Пока я одевался, нормальные ощущения мало-помалу возвращались ко мне. Я чувствовал холод пола под ногами, почувствовал голод и жажду, услышал глубокое молчание дома.
Все нахлынуло на меня. Я понял, почему Сол хотел умереть, почему он так ненавидел день и с таким неистовым нетерпением ожидал ночи. Теперь я мог бы объяснить это ему, он понял бы, потому что сам испытал все.
И когда я сбежал вниз, я подумал о покойниках дома Слотера, столь оскорбленных немыслимым проклятием, что они пытались утащить в свой нескончаемый ад живых.
Кончено!
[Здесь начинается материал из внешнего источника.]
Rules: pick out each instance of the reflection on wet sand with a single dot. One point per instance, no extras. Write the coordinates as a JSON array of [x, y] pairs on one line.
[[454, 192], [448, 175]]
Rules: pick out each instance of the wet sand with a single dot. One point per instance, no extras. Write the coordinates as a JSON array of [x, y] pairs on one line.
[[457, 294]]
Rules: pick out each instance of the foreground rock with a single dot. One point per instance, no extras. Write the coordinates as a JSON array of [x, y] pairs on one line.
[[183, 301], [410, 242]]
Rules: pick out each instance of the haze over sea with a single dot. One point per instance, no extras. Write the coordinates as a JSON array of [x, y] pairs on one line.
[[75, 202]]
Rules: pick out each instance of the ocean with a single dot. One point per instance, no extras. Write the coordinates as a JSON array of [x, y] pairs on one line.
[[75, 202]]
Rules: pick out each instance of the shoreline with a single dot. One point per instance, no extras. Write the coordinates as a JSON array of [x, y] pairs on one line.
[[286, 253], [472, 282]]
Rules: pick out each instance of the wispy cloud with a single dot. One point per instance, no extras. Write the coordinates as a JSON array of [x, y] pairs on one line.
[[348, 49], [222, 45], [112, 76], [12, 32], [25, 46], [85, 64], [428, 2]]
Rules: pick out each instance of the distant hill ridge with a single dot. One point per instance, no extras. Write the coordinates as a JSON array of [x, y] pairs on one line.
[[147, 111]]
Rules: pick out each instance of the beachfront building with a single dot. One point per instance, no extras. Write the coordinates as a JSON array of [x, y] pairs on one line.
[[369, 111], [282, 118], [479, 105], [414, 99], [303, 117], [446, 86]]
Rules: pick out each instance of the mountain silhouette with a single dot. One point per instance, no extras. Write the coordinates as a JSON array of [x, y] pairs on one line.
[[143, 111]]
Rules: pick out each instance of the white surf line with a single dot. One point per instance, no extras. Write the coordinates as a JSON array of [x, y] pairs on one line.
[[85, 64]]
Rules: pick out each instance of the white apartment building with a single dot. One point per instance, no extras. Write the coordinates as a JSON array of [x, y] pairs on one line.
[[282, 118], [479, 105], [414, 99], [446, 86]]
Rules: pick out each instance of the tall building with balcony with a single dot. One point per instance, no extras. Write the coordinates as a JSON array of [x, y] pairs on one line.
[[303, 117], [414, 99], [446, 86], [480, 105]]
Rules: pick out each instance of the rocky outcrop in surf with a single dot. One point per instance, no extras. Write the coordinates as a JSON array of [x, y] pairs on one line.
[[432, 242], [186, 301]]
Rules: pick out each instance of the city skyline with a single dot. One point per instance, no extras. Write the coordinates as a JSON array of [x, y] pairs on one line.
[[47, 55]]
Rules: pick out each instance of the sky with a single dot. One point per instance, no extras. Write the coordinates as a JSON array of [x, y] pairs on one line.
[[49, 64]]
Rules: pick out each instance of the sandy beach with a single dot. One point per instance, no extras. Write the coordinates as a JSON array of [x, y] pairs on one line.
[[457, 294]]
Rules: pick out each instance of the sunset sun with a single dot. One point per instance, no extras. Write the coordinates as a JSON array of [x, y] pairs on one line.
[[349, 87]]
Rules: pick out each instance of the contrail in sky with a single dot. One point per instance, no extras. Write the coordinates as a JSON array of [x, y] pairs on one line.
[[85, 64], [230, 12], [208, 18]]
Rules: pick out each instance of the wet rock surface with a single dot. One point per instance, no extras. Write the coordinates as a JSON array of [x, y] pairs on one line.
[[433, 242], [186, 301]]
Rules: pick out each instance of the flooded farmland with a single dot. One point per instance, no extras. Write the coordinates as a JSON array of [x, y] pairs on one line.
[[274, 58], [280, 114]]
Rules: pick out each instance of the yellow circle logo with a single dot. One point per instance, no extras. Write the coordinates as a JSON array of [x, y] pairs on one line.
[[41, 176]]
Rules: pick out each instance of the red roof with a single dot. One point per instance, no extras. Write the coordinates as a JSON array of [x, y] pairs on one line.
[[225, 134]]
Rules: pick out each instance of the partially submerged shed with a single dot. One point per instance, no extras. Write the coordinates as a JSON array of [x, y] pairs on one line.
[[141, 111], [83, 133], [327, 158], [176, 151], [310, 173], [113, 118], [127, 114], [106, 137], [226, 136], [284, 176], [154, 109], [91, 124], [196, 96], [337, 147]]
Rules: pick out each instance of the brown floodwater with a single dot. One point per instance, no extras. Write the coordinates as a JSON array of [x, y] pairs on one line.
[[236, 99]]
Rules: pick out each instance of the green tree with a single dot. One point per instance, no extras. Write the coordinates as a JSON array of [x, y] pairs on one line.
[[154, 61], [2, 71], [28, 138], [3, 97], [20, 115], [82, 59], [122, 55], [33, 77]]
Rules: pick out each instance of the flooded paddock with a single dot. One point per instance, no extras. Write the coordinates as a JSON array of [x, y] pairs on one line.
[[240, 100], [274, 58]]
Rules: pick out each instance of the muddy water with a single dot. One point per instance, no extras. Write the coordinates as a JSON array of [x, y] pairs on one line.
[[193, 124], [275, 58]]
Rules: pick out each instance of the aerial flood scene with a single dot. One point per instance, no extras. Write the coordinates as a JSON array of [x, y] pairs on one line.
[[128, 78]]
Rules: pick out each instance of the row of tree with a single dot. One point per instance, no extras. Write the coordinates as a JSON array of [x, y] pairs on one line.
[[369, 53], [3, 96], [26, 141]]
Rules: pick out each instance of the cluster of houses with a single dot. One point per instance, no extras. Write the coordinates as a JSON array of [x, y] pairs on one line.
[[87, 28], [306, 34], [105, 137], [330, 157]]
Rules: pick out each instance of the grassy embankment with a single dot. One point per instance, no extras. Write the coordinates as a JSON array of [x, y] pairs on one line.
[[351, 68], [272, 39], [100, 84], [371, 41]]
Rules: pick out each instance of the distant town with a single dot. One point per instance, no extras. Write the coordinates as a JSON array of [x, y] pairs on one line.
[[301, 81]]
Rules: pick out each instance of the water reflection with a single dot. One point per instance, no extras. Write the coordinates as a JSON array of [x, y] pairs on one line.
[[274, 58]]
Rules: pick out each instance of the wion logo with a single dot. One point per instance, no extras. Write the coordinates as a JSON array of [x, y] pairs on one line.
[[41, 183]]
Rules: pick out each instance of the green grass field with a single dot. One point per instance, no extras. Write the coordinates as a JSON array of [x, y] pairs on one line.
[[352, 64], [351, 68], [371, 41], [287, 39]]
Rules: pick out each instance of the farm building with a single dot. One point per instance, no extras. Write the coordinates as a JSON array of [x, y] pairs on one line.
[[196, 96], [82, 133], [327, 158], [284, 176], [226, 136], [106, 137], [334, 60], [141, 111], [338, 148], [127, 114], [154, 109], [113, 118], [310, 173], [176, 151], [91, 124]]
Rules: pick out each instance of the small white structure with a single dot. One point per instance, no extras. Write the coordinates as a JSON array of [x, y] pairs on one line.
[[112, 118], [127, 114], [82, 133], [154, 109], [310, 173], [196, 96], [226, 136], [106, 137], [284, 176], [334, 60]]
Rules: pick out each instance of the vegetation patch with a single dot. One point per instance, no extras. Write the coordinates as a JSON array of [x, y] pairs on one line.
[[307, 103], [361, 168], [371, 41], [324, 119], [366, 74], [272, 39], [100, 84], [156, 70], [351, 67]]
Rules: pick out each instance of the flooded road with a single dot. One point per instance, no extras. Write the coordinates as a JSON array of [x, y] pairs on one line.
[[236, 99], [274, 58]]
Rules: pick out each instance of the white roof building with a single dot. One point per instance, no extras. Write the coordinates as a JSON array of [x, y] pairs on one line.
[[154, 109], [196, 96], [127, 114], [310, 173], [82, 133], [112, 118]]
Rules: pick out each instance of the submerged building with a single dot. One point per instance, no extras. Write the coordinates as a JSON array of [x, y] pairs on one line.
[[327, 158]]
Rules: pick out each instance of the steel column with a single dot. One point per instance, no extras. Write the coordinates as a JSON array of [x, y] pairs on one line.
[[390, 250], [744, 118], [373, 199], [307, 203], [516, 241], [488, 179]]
Кончено! — ликовала моя душа, когда я закрыл за собой входную дверь и устремился сквозь нависавший дождь в больницу.
Я не видел позади себя тени, скорчившейся на крыльце.
VIII
Когда женщина за больничной конторкой сказала мне, что Сол выписан за два часа до моего прихода, я был слишком ошеломлен, чтобы говорить. Я вцепился в стойку, уставившись на медсестру, и будто со стороны слушал, как говорю ей, что она, должно быть, ошиблась. Мой голос звучал хрипло и неестественно. Женщина покачала головой.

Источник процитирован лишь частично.